Simultaneous Inspection: Hiding the Overhead of Inspector-Executor Style Dynamic Parallelization

  • Daniel Brinkers
  • Ronald Veldema
  • Michael Philippsen
Conference paper
Part of the Lecture Notes in Computer Science book series (LNCS, volume 8967)

Abstract

A common approach for dynamic parallelization of loops at runtime is the inspector-executor pattern. The inspector first runs the loop without any (side) effects to analyze whether there are data dependences that would prevent parallel execution. Only if no such dependences are found, does the executor phase actually run the loop iterations in parallel. In previous works, the overhead of the inspection must either be amortized by the parallel execution or is completely wasted if the loop turns out to be non-parallelizable.

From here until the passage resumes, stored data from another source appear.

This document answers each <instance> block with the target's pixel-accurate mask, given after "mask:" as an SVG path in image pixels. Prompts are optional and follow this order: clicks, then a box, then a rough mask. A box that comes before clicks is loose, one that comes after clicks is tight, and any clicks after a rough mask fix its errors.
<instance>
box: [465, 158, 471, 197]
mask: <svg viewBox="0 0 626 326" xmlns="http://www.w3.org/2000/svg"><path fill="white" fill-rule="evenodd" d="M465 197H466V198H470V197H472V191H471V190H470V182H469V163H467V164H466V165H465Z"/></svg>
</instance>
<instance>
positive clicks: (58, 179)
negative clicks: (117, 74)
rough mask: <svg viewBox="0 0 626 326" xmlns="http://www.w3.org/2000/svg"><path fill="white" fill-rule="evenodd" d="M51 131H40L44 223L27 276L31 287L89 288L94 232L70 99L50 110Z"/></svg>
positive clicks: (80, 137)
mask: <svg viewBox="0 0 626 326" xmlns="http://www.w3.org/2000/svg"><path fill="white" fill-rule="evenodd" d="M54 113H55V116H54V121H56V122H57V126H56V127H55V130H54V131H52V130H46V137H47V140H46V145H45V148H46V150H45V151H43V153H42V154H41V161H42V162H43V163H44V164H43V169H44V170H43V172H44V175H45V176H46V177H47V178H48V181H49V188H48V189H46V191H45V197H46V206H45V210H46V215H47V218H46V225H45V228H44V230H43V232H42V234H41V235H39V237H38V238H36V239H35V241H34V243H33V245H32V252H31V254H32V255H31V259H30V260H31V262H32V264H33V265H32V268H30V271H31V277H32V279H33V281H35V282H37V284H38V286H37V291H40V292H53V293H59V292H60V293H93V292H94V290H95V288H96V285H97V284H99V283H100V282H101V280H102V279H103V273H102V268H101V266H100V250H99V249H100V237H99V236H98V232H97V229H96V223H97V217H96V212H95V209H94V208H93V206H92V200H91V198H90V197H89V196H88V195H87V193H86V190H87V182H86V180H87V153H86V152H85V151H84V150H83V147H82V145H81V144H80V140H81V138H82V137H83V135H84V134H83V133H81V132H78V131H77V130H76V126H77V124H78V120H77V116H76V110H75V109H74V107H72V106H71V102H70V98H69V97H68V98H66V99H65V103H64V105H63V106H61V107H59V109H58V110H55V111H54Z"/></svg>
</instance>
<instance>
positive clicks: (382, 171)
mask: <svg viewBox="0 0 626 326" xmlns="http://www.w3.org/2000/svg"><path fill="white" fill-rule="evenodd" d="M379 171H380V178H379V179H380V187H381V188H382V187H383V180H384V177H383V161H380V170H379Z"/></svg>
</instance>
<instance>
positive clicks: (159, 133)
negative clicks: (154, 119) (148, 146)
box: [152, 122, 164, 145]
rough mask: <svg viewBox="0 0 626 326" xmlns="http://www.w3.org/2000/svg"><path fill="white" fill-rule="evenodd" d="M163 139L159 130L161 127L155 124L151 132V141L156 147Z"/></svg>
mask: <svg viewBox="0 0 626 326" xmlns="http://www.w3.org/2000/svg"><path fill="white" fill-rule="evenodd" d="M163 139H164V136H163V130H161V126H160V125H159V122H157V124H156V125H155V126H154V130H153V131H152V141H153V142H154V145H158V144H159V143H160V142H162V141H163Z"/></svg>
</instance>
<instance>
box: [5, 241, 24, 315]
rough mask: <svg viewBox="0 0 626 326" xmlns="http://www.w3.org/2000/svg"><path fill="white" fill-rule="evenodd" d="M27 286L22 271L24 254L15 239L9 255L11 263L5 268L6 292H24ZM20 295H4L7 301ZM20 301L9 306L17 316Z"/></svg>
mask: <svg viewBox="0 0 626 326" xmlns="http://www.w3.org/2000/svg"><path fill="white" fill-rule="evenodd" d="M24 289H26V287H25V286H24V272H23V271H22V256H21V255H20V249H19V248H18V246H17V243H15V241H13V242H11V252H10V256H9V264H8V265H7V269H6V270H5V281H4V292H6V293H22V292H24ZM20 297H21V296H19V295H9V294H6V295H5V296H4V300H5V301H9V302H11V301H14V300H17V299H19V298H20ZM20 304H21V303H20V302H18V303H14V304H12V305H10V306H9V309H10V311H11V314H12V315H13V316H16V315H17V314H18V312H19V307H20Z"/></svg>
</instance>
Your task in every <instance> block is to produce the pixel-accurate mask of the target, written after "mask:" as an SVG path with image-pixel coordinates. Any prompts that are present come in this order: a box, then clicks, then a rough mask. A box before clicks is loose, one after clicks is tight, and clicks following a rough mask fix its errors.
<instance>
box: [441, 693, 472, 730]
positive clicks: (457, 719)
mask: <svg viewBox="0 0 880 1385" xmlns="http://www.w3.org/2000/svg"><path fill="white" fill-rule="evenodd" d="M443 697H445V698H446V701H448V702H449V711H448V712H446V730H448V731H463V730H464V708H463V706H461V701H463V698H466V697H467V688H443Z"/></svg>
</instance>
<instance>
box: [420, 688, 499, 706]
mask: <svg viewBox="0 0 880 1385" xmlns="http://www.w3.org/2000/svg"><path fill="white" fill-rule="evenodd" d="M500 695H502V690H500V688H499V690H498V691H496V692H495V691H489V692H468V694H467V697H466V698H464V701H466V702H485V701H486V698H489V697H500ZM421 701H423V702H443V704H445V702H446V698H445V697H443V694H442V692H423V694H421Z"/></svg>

In this paper we propose to run the inspection phase simultaneous to an instrumented sequential version of the loop. This way we can reduce and hide the overhead in case of a non-parallelizable loop. We discuss what needs to be done so that the sequentially executed iterations do not invalidate the inspector’s concurrent work (in which case sequential execution is needed for the whole loop).

Our measurements show that if a loop cannot be executed in parallel there is an overhead below 1.6 % compared to the runtime of the original sequential loop. If the loop is parallelizable, we see speedups of up to a factor of 3.6 on a quad core processor.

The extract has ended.